Figure 12 shows the distribution of impeller passage friction loss for centrifugal pumps with different cutting angles of the hub under three flow rate conditions. It can be observed that the friction losses in the impeller passages are significant, accounting for approximately 10% of the pump head. This is due to the complex structural design of high-speed centrifugal pump impellers, which leads to intense turbulence within the impeller passages. These passages are filled with numerous vortex structures, resulting in significant friction losses. As the flow rate increases, the friction losses in the impeller passages also increase. The different cutting angles of the hub have varying effects on the friction losses in the impeller passage, with a reduction in friction loss observed for the impeller with a cutting hub compared to the prototype pump PB. Under the design condition, the impeller passage friction losses for the PB, BHC15, BHC30, and BHC45 high-speed pump are 217.13 m, 199.91 m, 199.90 m, and 177.47 m, respectively. The modified centrifugal pumps exhibit a reduction in impeller passage friction losses compared to the prototype pump by 7.93%, 7.93%, and 18.26%, respectively. Among them, the BHC45 high-speed pump has the lowest passage friction loss at all flow rates.

4.2. Dynamic and Static Interference Loss

The dynamic and static interference between the impeller and the volute casing results in significant dynamic and static interference loss. The calculation formula for the loss is as follows [33]:

$$\mathsf{\Delta }{h}_4=k_4\times \frac{V_{m2}^2+\left(V_{\theta 2}^2-V_s^2\right)}{2g}$$

(13)

$$k_4=0.00025+0.87\left(\frac{n_s}{100}\right)+0.5{\left(\frac{n_s}{100}\right)}^2-2.44{\left(\frac{n_s}{100}\right)}^3=0.92$$

(14)

V_m2 is the axial velocity at the impeller outlet, and V_s is the average velocity near the cutwater of the volute casing.

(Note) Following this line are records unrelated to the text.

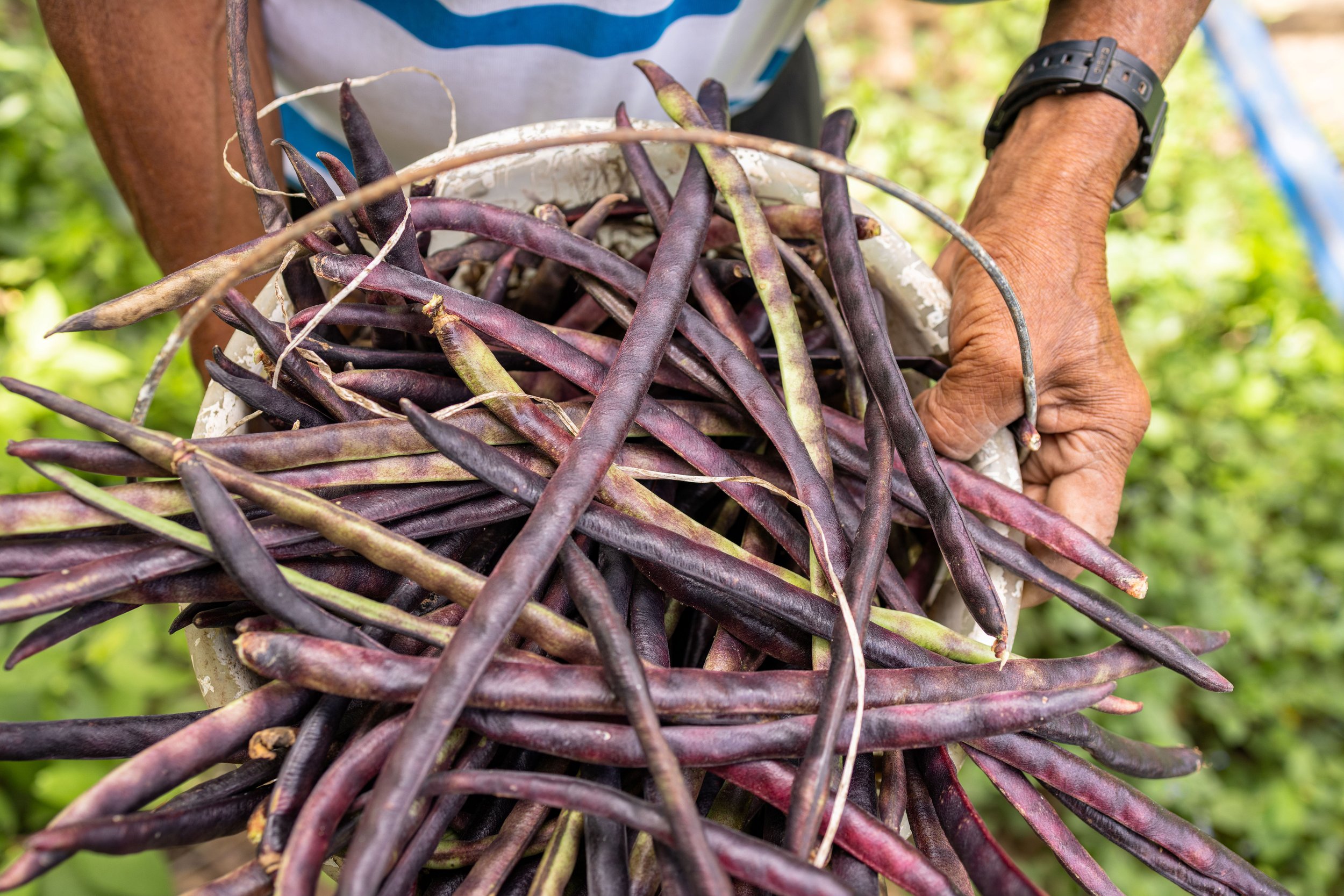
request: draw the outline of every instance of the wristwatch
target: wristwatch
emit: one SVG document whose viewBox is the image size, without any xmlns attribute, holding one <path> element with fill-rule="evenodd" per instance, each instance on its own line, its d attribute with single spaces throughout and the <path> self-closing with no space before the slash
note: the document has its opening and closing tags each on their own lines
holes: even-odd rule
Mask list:
<svg viewBox="0 0 1344 896">
<path fill-rule="evenodd" d="M 993 156 L 1017 113 L 1028 103 L 1040 97 L 1090 91 L 1122 99 L 1138 117 L 1138 126 L 1142 129 L 1138 152 L 1120 177 L 1110 210 L 1120 211 L 1130 204 L 1142 195 L 1153 157 L 1163 141 L 1167 98 L 1157 74 L 1142 59 L 1121 50 L 1114 38 L 1060 40 L 1027 56 L 989 116 L 985 126 L 985 159 Z"/>
</svg>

Figure 13 shows the distribution of dynamic and static interference loss at the outlet of the impeller for modified centrifugal pumps under varying flow rate conditions. It can be observed that the dynamic and static interference loss at the impeller outlet is significant, accounting for approximately 5% of the total head. This is due to the small clearance near the cutwater, which creates complex three-dimensional flow phenomena such as separation vortices and secondary flows, affecting the fluid flow and causing significant dynamic and static interference loss. As the flow rate increases, the dynamic and static interference loss at the impeller outlet also increases. The different cutting angles of the hub have varying effects on the dynamic and static interference losses at the exit of the impeller, with a reduction in loss observed for the modified impeller. This reduction is attributed to a more uniform backflow near the cutwater of the impeller passage after cutting the hub.

5. Conclusions

This article analyzes flow and pressure pulsation near the cutwater of centrifugal pumps with different cutting angles of the hub under different flow rates. Based on this analysis, empirical formulas are used to analyze the various types of hydraulic loss generated by the impeller of the centrifugal pump. This research can provide guidance for the optimal design of centrifugal pumps at similar specific speeds. The main conclusions are as follows:

• Cutting the hub of the impeller can improve the static pressure distribution and vortex distribution near the cutwater of the centrifugal pump. It also results in a more uniform velocity streamline distribution near the cutwater. Additionally, the modified centrifugal pump shows certain improvements in the Omega vortex distribution compared to the prototype pump PB.
• The modified centrifugal pump exhibits a reduced amplitude of pressure pulsation in the frequency domain compared to the prototype pump at various flow conditions. Cutting the hub of the impeller has a certain suppressive effect on the pressure pulsation at the cutwater of the centrifugal pump. In conclusion, cutting the hub of the impeller can enhance the performance of the centrifugal pump.
• By applying empirical formulas to calculate the hydraulic loss of the centrifugal pump, it was found that the impeller passage friction loss and the dynamic and static interference loss were the main sources of hydraulic loss. Cutting the hub of the impeller had a certain inhibitory effect on the hydraulic loss.